I shrugged that off. "Anybody likely to be up?"
"Oh, they're all off in St. Millefleur for the winter. They won't be back 'til Ger—Endes, I mean."
"Smart."
"I try," she said, and even by moonlight I could see the corners of her mouth tuck up in a little smile.
"Okay. Meet tomorrow, same time. Where?"
"Where do you suggest?"
And
she was a fast learner. I said, "Worried about your virtue?"
"What?"
"If I hire us a room, you gonna come over all coy and tell me you can't be alone with me or something?"
"Oh." She looked around. I had to agree, she was about as alone with me as she was going to get. "No, I don't think I mind that."
"If you bring a knife," I said carefully, "I won't get mad."
"Thank you." She met my eyes, and I liked her for that, too.
"Okay. Then we'll meet at the Spinning Goblin on Rue Celadon, Engmond's Tor. You gonna be able to find that okay?"
"I think so."
"It's on the maps." There are streets in the Lower City that ain't, but they ain't places I'd take a flat.
"Then I'll be fine," she said, her chin coming up.
"Good girl," I said. I hadn't meant to. It just got out, 'cause it's the sort of thing you say to somebody you're training when they do something right—or just show willing, the way Miss Thomson had done. I expected to get my ears boxed for it—and I would've stood still and let her do it—but instead she gave me another knockout smile.
All the way down the stairs, following the rustle and swish of her dress, the smell of her perfume, I was saying to myself, Watch it, Milly-Fox. Watch your stupid self. Don't get involved with the demimonde. You fucking well know better.
But I wasn't listening, and I knew it.
Felix
I stood on the battlements for an hour, my hands clenched around the edge or the parapet, barely feeling the cold. The stars shone heartlessly against the vast indigo drape of the sky. Below me, the lights of the Lower City were warmer, smaller—the sordid markers of the things that happened in Mélusine after dark. I did not look toward Pharaohlight.

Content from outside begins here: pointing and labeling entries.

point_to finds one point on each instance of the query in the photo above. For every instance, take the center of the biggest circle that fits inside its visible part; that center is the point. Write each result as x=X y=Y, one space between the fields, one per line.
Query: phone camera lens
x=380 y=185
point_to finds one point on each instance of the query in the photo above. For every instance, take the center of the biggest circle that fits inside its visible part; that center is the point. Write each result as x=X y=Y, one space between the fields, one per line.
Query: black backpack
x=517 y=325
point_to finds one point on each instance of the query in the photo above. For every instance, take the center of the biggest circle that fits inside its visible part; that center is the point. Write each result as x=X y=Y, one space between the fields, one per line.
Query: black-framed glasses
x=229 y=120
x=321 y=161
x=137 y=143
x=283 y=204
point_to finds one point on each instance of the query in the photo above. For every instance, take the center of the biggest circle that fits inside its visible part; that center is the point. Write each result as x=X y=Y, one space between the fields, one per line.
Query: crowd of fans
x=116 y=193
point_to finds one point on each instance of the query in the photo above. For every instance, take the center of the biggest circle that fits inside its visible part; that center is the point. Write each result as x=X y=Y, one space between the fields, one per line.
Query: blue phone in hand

I had hoped that I might replace the burning blackness in my mind with the simple, remote darkness of the night sky. Sometimes I could calm myself that way, but tonight the longer I stared at the sky, at its untouchable beauty, the more I wanted to hurt someone.
When I opened my pocket watch and saw, by the light of the lantern I had brought up with me, that it was ten-thirty, I knew I could find a victim. I knew Shannon would have returned to our suite by now, no matter what he and Stephen had said to each other.
I stalked through the halls of the Mirador. The servants I encountered murmured, "Lord Wizard," and backed hastily against the walls. They were tempting targets, but they wouldn't give me any real satisfaction, and I passed them by. I came to our suite without meeting a single other wizard, and even through the blackness I knew that was for the best.